Los que hacen la diferencia son los que crucificaron sus gigantes del carácter, sus razonamientos más íntimos que bloquean el fluir de Dios en sus vidas
Manuel amaba a Jesús, pero vivía encadenado.
El día que su pastor lo llamó a predicar, Manuel salió con fuego… pero se apagó al doblar la esquina.
¿Qué lo detuvo? No fue la gente, ni el diablo. Fue él mismo.
Sus inseguridades, sus sentimientos, su orgullo, la altivez al no querer verse vulnerable y las heridas del pasado que usaba como escudo.
Pasó años buscando culpables: “No predico porque me hirieron”, “no fui fiel porque no me valoran”. Mientras tanto, el tiempo corría y su propósito se empolvaba en el tiempo de la herida no sanada y el miedo a curarla.

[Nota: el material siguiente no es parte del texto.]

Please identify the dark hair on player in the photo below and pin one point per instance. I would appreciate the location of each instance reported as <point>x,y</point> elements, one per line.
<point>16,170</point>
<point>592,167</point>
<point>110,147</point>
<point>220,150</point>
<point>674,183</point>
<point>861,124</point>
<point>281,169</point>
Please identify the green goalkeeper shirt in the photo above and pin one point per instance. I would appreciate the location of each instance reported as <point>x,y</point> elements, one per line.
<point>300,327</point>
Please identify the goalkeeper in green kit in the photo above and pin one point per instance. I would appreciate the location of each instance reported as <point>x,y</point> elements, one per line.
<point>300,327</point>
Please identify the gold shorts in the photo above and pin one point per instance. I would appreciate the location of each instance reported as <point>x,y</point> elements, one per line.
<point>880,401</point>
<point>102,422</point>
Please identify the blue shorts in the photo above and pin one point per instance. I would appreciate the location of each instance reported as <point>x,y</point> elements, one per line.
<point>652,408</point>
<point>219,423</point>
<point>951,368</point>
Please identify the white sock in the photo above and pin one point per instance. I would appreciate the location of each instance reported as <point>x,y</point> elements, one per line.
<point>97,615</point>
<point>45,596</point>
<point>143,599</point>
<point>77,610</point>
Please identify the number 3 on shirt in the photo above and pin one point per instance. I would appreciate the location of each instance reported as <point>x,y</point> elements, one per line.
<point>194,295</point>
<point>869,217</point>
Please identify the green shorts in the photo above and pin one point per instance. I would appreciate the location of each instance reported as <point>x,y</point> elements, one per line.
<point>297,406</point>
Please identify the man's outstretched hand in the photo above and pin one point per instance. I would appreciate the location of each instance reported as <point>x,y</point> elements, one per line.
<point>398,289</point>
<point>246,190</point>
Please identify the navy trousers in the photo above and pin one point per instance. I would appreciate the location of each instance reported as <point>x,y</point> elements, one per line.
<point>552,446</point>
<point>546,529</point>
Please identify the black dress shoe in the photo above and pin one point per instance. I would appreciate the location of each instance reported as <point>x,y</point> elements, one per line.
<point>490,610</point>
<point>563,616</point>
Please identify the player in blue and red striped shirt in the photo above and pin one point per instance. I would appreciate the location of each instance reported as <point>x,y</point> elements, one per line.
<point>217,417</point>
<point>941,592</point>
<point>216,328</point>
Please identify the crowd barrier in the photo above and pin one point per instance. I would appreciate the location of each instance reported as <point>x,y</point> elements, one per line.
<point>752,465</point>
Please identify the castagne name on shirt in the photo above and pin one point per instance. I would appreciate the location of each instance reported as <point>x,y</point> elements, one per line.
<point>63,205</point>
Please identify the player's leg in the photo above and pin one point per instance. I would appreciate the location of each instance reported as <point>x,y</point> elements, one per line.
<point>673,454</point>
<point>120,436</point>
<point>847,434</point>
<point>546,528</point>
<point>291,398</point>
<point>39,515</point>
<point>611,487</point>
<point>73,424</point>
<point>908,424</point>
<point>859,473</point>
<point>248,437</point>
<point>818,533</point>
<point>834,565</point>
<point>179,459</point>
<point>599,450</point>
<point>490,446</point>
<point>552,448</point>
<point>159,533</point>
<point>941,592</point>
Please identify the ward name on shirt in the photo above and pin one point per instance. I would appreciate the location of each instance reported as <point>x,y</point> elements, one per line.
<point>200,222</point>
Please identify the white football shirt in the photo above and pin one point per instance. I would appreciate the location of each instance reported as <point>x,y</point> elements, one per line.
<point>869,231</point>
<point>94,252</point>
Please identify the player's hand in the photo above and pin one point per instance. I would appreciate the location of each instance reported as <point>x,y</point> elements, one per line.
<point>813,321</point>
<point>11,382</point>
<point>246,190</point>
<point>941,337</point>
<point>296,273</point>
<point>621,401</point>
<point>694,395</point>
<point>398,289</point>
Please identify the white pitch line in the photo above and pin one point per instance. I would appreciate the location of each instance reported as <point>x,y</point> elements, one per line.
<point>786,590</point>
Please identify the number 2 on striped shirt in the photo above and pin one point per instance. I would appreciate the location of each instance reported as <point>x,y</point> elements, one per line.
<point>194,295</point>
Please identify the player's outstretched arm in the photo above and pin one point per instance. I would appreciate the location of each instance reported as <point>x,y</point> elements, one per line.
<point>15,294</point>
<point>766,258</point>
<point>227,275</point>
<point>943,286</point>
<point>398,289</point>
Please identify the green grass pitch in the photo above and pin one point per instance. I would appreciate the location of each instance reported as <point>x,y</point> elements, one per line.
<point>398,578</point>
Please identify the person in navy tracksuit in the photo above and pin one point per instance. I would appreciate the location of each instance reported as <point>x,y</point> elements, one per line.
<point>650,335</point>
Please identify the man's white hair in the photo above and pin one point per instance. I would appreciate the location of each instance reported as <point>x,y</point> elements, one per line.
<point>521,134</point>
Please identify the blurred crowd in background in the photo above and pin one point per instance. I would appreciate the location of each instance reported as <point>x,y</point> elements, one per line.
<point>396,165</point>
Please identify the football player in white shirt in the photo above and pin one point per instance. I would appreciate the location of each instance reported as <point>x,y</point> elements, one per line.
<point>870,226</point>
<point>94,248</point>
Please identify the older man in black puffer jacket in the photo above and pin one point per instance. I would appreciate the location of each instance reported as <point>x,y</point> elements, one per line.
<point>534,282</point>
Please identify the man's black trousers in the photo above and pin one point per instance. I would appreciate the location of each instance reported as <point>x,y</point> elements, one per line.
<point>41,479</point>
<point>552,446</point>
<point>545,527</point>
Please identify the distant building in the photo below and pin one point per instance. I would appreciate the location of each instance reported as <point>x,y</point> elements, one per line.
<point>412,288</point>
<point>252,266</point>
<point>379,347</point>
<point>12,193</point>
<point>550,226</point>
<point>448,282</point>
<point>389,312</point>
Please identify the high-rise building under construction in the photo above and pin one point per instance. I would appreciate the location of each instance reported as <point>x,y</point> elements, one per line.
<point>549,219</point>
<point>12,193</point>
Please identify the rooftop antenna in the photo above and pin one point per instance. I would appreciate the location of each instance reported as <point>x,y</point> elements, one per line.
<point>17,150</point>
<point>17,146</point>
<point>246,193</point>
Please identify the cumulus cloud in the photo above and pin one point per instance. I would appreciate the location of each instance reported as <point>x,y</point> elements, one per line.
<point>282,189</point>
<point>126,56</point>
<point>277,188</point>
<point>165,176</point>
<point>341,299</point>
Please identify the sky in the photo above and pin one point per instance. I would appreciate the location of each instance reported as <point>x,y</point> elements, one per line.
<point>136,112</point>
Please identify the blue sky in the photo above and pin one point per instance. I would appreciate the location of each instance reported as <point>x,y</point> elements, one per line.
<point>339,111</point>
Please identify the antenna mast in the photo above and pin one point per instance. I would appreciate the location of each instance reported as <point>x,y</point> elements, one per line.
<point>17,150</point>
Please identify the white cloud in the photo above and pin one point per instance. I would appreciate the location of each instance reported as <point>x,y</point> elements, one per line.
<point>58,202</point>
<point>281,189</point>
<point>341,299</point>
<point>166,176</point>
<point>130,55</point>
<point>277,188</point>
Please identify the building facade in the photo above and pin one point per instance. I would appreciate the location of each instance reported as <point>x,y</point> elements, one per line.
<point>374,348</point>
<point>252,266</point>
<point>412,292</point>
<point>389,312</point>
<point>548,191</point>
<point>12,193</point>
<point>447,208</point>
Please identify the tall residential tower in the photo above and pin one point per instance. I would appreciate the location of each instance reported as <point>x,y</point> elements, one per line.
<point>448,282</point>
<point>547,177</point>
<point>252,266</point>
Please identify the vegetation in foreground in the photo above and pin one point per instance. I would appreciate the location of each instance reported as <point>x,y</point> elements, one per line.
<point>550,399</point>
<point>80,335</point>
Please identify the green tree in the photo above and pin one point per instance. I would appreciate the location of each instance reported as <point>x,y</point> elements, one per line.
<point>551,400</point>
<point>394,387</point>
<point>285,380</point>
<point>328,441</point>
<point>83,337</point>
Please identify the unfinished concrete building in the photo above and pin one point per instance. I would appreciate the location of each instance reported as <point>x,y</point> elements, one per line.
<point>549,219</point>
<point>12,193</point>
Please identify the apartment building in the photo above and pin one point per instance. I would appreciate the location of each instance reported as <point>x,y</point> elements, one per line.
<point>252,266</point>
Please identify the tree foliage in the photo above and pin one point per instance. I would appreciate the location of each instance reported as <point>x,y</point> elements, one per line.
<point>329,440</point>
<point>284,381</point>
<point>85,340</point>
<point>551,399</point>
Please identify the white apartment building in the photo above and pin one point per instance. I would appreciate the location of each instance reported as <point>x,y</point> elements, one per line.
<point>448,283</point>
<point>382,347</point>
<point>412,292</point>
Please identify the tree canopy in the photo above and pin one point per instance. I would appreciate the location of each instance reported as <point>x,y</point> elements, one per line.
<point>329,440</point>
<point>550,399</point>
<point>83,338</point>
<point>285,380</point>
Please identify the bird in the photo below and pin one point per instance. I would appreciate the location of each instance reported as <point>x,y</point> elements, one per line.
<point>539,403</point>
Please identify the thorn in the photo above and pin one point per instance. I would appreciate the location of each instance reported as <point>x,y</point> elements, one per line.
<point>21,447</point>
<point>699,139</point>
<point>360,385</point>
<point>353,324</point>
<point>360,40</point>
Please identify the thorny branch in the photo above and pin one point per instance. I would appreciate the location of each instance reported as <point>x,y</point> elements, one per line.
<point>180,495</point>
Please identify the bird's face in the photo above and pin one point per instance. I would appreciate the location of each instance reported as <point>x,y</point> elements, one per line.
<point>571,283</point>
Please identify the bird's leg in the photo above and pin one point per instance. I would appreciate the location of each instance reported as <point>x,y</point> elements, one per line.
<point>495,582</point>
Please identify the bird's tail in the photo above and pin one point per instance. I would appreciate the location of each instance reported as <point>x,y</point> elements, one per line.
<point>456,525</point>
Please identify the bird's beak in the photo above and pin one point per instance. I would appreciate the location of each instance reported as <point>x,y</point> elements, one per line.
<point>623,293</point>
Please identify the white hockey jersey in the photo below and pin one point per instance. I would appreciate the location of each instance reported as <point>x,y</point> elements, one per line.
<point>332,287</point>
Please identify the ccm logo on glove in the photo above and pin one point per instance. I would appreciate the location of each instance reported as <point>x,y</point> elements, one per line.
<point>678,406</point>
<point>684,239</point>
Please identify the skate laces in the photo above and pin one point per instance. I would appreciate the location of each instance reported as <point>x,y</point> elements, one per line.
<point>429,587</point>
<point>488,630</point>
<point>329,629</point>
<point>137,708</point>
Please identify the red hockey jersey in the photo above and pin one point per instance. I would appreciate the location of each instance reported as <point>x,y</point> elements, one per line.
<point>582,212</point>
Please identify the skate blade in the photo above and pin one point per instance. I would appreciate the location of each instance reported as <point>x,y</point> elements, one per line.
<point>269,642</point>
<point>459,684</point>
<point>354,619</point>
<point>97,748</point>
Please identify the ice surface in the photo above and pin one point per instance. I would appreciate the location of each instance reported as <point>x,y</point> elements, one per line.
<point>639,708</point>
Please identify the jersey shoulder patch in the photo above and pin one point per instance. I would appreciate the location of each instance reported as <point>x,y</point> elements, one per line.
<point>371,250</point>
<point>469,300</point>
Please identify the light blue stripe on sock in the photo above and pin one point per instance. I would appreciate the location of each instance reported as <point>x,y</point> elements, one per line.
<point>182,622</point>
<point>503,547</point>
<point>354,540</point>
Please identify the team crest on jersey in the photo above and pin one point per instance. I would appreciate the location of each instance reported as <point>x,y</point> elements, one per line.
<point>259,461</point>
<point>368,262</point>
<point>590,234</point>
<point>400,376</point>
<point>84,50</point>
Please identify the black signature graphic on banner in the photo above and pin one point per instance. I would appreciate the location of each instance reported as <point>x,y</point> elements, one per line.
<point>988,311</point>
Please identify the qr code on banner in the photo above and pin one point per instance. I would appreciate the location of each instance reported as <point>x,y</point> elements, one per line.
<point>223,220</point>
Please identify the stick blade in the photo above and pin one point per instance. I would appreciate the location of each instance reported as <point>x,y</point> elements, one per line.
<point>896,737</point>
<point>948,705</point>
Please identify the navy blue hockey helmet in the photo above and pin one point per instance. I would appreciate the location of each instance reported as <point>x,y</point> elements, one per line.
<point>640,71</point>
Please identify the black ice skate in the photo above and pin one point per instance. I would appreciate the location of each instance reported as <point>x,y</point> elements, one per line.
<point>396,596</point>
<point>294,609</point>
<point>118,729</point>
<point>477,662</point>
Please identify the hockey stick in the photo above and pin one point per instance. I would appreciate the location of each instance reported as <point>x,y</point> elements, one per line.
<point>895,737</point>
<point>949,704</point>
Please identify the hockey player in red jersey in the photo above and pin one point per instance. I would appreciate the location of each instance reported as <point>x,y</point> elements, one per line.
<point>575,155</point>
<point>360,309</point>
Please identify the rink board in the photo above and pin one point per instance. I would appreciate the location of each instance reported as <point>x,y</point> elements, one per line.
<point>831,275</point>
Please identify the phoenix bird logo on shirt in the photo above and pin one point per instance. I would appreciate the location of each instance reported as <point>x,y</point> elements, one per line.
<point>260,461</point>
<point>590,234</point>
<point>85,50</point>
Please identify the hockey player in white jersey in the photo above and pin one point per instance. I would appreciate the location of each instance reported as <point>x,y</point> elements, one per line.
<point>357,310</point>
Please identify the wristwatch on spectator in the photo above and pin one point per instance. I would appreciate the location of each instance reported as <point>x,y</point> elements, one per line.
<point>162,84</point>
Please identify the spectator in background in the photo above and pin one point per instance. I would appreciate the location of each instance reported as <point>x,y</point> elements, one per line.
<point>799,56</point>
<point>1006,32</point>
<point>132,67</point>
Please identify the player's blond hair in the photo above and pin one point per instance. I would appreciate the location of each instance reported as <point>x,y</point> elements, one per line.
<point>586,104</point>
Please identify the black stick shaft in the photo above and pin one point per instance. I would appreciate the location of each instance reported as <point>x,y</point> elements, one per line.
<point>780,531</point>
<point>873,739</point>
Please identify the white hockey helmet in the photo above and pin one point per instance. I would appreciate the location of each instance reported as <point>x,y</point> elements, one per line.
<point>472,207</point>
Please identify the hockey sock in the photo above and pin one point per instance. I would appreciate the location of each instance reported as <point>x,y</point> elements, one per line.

La diferencia entre un líder que se queda en el camino y uno que trasciende es esta:
El líder estancado: Teme desnudar sus debilidades, sus impresiones, no quiere que toquen esas áreas que lo estancan, esas áreas de dolor que lo marcaron.
El líder de verdad: Aunque esté roto, permite que el amor de Jesús “autoflagele” su ego. Prefiere morir a su orgullo y a su sentimentalismo para que Cristo viva en él.
Si quieres que este sea el año de tu libertad, debes soltar la maleta del sentimentalismo ¡Es hora de rendirse!
Efesios 4:22-24: “En cuanto a la pasada manera de vivir, despojaos del viejo hombre, que está viciado conforme a los deseos engañosos, y renovaos en el espíritu de vuestra mente, y vestíos del nuevo hombre, creado según Dios en la justicia y santidad de la verdad”.
Aceptar la gracia de Dios es deshacer la desgracia del carácter humano lleno de brechas y heridas como excusas para no ser un verdadero líder que lleva su propósito muy a costa de un corazón roto.
2ª Corintios 12:9: “Y me ha dicho: Bástate mi gracia; porque mi poder se perfecciona en la debilidad. Por tanto, de buena gana me gloriaré más bien en mis debilidades, para que repose sobre mí el poder de Cristo”.
Al contrario de los que entregan un roto corazón a Jesús, Manuel no quería que el Alfarero metiera su mano en ese corazón lastimado que lo llevaba a frenar toda la gloria que Dios tenía para él.
La palabra lo confrontaba día a día
Gálatas 2:20: “Con Cristo estoy juntamente crucificado, y ya no vivo yo, mas vive Cristo en mí; y lo que ahora vivo en la carne, lo vivo en la fe del Hijo de Dios, el cual me amó y se entregó a sí mismo por mí”.
No llegues al final del 2026 siendo el mismo Manuel que busca culpables. Te aseguro como un pastor que también lleva un corazón roto, !que nada nuevo sucederá si no llevas tu cruz y caminas con los rotos, pero caminas!
Deja que Jesús rompa tu vasija de barro para que Su luz brille a través de las grietas.
Los años van y vienen, y Manuel lo sabía, los que hacen la diferencia son los que crucificaron sus gigantes del carácter, sus razonamientos más íntimos que bloquean el fluir de Dios en sus vidas.
¡Esto si hace la diferencia, un año nuevo y una vida nueva nunca llega con el mismo carácter!, ni con un cambio de calendario llega con la valentía de doblegar el monstruo del carácter y la inmadurez.
Que este 2026 sea con un hombre nuevo de verdad, limpio, moldeable, sujeto, sentimentalmente estable según la Palabra de Dios, así es posible hacer en nuestras vidas lo imposible.